The 2004 AMA Pro Motocross season was less than six months away. Time was so precious that O’Mara arranged for a private plane owned by Oakley’s founder, Jim Jannard to transport Carmichael from California to Lexington, Kentucky where he was examined by orthopedic surgeon Dr. Rick Lyon. The meniscus was–there was no meniscus. The pain he felt wasn’t just his patella shifting around, it was his tibia and femur knocking together hard enough to destroy one another. 

“I chipped the top of my femur bone off,” Carmichael says. “Imagine swinging a golf club and you take a divot out of the grass. I took a divot out of the top of my femur bone.”

The calendar Ricky’s mother used to keep track of her son’s whereabouts and where she made almost microscopic shorthand notes about lap times and training has two giant words written in pencil for Tuesday, November 25, 2003: “RICKY HURT.”

Ricky's Calendar_Nov 2003
Ricky Carmichael’s logistics calendar, November 2003

The next day, Honda announced Carmichael’s injury and withdrawal from the upcoming Supercross series. Carmichael celebrated both Thanksgiving and his 24th birthday at home in Tallahassee and waited for the swelling to subside in his left knee.

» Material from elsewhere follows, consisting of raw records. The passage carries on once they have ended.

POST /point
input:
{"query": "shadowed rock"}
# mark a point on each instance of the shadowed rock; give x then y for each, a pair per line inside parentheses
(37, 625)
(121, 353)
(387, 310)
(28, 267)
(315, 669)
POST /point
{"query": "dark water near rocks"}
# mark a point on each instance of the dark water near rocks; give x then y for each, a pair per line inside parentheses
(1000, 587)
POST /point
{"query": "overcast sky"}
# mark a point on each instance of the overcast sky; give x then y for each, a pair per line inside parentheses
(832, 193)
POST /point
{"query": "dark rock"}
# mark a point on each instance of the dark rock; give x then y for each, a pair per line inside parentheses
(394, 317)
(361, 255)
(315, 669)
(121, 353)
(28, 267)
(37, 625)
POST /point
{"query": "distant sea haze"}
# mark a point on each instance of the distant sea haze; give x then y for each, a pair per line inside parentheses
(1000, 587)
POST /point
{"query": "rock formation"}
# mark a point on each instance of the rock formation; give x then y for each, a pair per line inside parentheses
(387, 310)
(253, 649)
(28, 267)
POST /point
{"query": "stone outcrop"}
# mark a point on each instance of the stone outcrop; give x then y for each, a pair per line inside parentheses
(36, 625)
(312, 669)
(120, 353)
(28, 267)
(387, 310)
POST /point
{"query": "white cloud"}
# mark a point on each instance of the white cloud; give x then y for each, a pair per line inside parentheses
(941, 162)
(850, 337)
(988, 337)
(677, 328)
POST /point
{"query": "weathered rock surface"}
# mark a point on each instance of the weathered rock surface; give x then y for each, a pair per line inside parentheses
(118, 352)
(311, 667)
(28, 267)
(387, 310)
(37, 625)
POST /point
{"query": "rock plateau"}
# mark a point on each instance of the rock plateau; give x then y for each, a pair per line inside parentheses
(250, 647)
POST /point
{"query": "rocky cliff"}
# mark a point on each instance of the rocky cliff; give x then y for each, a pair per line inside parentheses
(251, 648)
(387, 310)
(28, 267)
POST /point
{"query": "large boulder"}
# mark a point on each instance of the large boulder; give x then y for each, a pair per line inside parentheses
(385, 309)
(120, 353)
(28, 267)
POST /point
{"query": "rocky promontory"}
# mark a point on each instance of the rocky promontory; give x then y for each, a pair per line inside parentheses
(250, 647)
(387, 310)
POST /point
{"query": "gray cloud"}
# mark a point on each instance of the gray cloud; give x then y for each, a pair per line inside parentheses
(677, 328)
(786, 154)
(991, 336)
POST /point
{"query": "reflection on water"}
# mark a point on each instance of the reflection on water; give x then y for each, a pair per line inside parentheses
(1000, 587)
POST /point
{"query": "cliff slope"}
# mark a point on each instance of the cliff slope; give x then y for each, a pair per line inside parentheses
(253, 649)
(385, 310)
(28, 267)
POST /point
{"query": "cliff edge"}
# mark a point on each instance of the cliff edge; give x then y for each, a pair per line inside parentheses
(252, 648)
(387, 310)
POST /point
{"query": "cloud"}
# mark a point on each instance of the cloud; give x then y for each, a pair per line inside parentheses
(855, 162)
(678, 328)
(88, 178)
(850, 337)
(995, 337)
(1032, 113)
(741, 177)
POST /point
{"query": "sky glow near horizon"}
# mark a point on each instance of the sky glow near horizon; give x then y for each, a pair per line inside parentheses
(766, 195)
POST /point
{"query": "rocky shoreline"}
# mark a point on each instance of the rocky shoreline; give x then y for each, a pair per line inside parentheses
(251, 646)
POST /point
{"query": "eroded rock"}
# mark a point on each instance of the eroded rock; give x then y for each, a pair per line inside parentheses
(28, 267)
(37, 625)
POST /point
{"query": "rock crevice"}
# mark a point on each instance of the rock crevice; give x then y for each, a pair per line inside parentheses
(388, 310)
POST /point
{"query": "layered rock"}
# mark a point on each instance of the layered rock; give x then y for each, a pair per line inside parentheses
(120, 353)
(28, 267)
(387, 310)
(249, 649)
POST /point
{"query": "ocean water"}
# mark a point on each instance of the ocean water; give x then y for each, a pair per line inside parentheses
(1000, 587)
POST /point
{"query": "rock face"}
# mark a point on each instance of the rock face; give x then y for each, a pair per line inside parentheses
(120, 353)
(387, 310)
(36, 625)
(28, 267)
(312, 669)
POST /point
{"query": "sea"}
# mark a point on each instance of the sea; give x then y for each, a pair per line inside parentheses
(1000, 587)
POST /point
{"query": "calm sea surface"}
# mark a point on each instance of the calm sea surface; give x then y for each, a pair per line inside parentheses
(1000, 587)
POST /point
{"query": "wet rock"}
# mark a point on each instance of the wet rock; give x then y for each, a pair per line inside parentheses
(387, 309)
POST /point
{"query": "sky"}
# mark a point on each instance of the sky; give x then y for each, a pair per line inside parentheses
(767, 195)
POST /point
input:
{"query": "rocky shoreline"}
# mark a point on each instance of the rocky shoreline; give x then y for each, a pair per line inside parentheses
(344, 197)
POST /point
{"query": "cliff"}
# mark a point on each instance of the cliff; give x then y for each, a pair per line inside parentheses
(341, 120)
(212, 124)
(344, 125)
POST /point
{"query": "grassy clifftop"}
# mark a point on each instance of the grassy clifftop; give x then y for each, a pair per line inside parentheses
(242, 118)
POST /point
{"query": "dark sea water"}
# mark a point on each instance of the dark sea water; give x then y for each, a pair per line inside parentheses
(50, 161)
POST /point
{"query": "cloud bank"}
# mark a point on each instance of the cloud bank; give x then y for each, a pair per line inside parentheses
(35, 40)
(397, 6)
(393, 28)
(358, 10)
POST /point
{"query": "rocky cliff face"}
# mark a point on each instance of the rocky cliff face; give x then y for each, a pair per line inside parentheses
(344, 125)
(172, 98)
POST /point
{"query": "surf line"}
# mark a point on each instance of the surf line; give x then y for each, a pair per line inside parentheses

He had surgery on December 9. In the moment, he was devastated. In hindsight, it was the best happy accident of his racing career.   

“I feel that saved his career and extended it,” Baker says. “I felt like Ricky was borderline worn out. Never mind all those test days. They’ll wear anybody out.” 

The forced downtime would have been a lot more palatable, however, if his future was secured. Carmichael and Honda still had not finalized a new agreement and now he felt his negotiating position was severely weakened.